Draw Virtual Two-Dimensional Protein Gels (PRODORIC Net, Germany) - using your own protein sequence data or for different organisms. Also see Proteome-pI which is a database of pre-computed isoelectric points and molecular weights for proteins and digest peptides from model organism proteomes
Metasite:
Scratch Protein Predictor - (Institute for Genomics and Bioinformatics, University California, Irvine) - programs include: ACCpro: the relative solvent accessibility of protein residues; CMAPpro: Prediction of amino acid contact maps; COBEpro: Prediction of continuous B-cell epitopes; CONpro: predicts whether the number of contacts of each residue in a protein is above or below the average for that residue; DIpro: Prediction of disulphide bridges; DISpro: Prediction of disordered regions; DOMpro: Prediction of domains; SSpro: Prediction of protein secondary structure; SVMcon: Prediction of amino acid contact maps using Support Vector Machines; and, 3Dpro: Prediction of protein tertiary structure (Ab Initio).
Mutagenesis:
Gene Mutagenesis Designer (GenScript) is developed to make your design of point DNA mutagenesis straightforward to facilitate gene mutation. To perform DNA mutagenesis from wild type, simply input your starting sequence of wild type gene into the field below, and then click on the “from selection” button to select the amino acid(s) of interest. Consequently, the new gene sequence encoding mutated protein will be generated upon a click “submit”. You can select a number of expression systems.
I-Mutant2.0 - predicts protein stability changes upon mutation - choose either a PDB reference number or paste your own protein. The answer (by email) indicates whether the protein is more or less stable, a fact which could be of use in designing "better" proteins. (Reference: E. Capriotti et al. 2005. Nucl. Acids Res. 33: W306-W310).
SIFT - The Sorting Intolerant from Tolerant (SIFT) algorithm predicts the effect of coding variants on protein function i.e. it predicts whether an amino acid substitution affects protein function based on sequence homology and the physical properties of amino acids. SIFT can be applied to naturally occurring nonsynonymous polymorphisms and laboratory-induced missense mutations. (Reference: N-L Sim et al. 2012. Nucleic Acids Research; 40(1): W452–W457).
mCSM-membrane - predicts the effects of mutations on transmembrane proteins. (Reference: Pires DEV et al. 2020. Nucl Acids Res 48 (W1): W147–W153).

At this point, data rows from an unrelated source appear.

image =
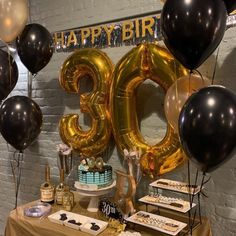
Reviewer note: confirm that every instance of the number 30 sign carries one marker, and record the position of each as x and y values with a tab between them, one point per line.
111	104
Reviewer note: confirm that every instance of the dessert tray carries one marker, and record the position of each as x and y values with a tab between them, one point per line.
176	186
156	222
37	210
78	222
175	204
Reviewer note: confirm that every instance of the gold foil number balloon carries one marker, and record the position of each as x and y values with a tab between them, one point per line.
147	61
13	17
96	65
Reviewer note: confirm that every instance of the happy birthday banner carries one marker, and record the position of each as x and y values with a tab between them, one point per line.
129	31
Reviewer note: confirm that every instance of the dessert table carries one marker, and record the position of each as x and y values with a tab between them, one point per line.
18	224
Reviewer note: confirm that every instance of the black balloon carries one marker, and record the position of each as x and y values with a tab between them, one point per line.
192	29
230	5
35	47
8	74
20	121
207	127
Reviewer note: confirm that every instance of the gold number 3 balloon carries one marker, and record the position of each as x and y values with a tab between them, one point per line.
96	65
147	61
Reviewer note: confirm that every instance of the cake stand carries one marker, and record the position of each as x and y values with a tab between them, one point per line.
94	195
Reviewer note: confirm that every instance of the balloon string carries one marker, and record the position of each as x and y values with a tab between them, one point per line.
214	72
9	61
189	212
191	198
16	172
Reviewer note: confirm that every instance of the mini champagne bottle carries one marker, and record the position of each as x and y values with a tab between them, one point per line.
60	189
47	190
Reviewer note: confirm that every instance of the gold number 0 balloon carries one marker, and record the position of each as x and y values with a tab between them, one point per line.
147	61
95	64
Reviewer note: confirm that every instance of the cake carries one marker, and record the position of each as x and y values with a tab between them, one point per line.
93	174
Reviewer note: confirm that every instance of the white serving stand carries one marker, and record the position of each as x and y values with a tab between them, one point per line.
94	195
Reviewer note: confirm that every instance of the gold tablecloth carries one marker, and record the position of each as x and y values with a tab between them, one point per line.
20	225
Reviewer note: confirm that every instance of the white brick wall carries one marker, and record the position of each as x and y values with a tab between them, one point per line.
220	207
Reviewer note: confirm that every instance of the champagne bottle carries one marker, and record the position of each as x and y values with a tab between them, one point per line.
68	199
60	189
47	189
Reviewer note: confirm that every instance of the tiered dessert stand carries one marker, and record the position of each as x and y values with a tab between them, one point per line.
164	224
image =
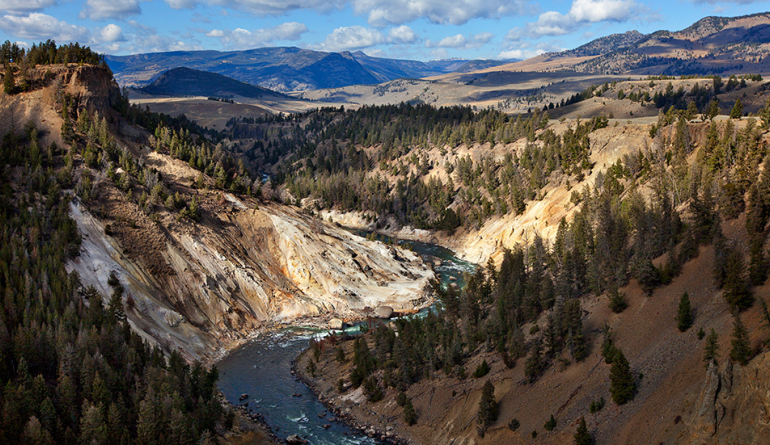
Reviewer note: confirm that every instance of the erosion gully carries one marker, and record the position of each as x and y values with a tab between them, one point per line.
261	368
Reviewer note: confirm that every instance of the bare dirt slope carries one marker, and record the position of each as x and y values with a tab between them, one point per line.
677	395
245	265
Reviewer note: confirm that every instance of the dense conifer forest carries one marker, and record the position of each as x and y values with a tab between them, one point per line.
71	369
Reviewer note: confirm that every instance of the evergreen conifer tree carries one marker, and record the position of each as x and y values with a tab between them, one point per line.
622	385
737	110
711	353
684	314
9	80
487	407
741	350
582	436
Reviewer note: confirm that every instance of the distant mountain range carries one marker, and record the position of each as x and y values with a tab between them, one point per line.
712	45
189	82
284	68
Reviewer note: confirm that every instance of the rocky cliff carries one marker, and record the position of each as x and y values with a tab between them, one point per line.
201	286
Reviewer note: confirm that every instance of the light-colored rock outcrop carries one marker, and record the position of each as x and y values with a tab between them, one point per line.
249	269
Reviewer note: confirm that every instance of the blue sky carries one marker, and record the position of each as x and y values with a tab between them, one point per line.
415	29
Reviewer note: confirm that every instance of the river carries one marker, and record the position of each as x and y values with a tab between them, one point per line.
261	368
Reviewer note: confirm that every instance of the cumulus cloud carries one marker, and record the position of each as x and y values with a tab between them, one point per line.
17	6
380	13
104	9
243	38
551	23
37	26
402	34
263	7
554	23
525	51
111	33
459	41
602	10
350	38
383	12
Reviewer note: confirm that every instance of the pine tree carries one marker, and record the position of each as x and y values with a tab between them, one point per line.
736	290
622	385
534	365
550	424
9	80
410	415
713	109
487	407
617	301
582	436
116	312
741	349
684	314
93	428
711	352
737	110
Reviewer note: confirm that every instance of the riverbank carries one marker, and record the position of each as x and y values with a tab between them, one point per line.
386	434
248	427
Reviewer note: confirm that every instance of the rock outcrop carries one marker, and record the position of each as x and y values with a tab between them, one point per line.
734	405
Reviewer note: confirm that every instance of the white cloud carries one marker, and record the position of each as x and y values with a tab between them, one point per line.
110	34
554	23
243	38
459	41
349	38
402	34
520	54
18	6
551	23
37	26
103	9
380	13
602	10
288	31
526	51
263	7
383	12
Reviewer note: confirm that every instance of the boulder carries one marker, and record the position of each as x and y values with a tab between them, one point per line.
294	439
384	312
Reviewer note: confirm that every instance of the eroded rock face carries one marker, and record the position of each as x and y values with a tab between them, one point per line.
198	287
384	312
733	406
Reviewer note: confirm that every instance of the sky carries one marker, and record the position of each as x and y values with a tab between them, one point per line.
404	29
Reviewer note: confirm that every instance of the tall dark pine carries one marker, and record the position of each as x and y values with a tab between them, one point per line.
582	436
684	314
741	349
622	385
711	352
487	407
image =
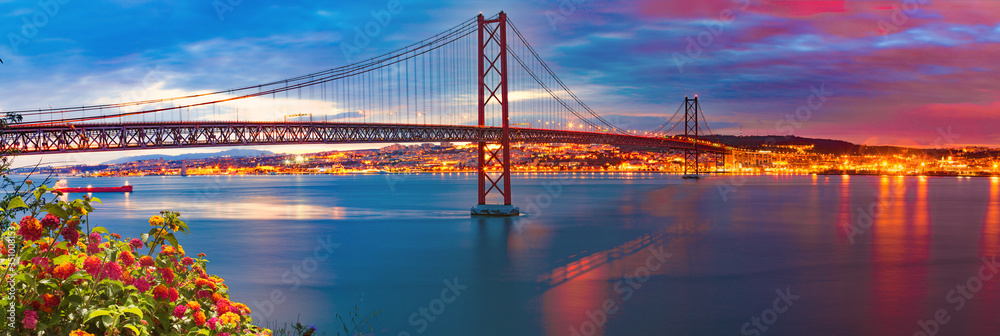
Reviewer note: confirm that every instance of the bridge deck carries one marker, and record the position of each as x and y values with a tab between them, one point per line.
49	139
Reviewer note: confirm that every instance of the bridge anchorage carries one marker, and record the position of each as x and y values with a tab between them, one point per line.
691	128
492	78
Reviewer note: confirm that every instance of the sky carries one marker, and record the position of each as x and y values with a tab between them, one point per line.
919	73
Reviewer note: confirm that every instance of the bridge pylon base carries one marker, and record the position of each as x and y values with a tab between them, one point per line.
496	210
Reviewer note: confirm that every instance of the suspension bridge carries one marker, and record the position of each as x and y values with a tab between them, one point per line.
480	81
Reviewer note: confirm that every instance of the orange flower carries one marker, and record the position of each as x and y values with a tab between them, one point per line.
30	228
205	283
199	318
64	271
243	308
167	250
216	297
194	305
160	292
230	319
126	258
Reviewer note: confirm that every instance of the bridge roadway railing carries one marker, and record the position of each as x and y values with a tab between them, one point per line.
47	139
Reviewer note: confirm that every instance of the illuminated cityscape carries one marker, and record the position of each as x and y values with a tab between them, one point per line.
446	157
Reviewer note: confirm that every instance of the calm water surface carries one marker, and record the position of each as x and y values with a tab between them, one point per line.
855	255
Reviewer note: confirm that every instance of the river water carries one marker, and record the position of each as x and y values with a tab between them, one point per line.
597	254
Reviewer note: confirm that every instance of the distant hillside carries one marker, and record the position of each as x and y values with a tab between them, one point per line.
192	156
822	146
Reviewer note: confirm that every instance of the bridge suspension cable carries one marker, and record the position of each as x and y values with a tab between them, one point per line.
402	55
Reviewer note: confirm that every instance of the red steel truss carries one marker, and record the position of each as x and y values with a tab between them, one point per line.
129	136
493	78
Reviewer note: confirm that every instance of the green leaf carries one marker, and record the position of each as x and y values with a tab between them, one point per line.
61	259
56	210
97	313
15	203
170	237
133	310
182	225
75	299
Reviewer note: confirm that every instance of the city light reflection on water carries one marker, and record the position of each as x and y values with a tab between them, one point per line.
774	231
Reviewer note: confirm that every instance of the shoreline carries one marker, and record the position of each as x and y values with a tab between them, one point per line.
926	174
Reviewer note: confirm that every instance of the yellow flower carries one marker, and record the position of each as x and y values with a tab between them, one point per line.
230	319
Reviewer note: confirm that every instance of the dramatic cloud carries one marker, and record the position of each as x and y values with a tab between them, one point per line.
901	69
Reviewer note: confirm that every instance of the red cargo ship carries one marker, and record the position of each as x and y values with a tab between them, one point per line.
61	186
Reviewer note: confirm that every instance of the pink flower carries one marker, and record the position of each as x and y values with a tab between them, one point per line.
213	323
93	248
173	294
112	271
167	274
30	319
92	265
95	238
179	311
50	222
30	228
40	262
71	234
141	284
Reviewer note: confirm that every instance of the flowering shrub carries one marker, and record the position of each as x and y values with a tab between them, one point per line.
71	279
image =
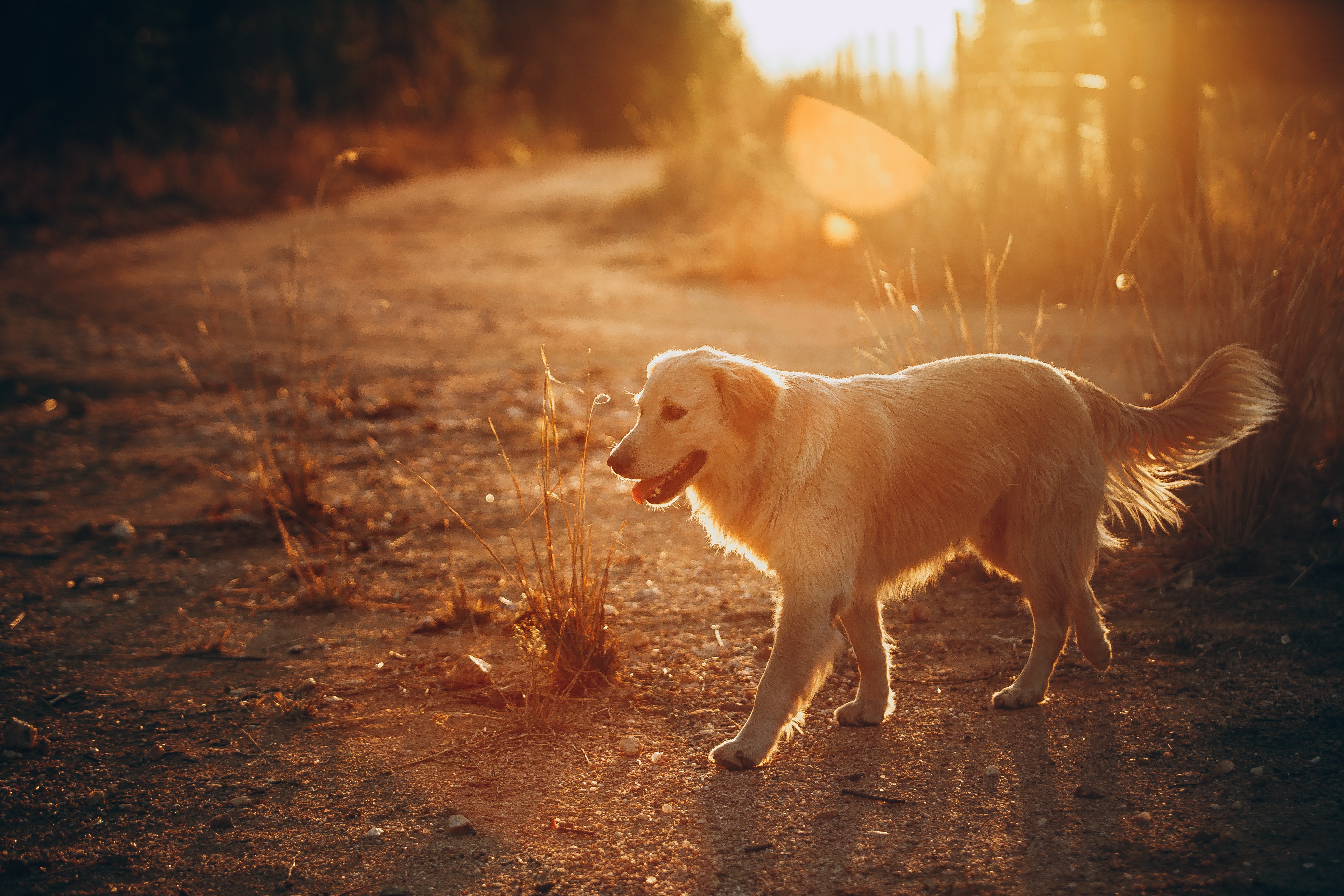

EnzymeMiner - allows automated mining of soluble enzymes with diverse structures, catalytic properties and stabilities. The solubility prediction employs the in-house SoluProt predictor developed using machine learning.(Reference: Hon J et al. 2020. Nucl Acids Res 48 (W1): W104–W109).
PlaToLoCo (PLAtform of TOols for LOw COmplexity) - is the first web meta-server for visualization and annotation of low complexity regions in proteins which employs five different state-of-the-art tools for discovering LCRs and provides functional annotations such as domain detection, transmembrane segment prediction, and calculation of amino acid frequencies. (Reference: Jarnot P et al. 2020. Nucl Acids Res 48 (W1): W77–W84).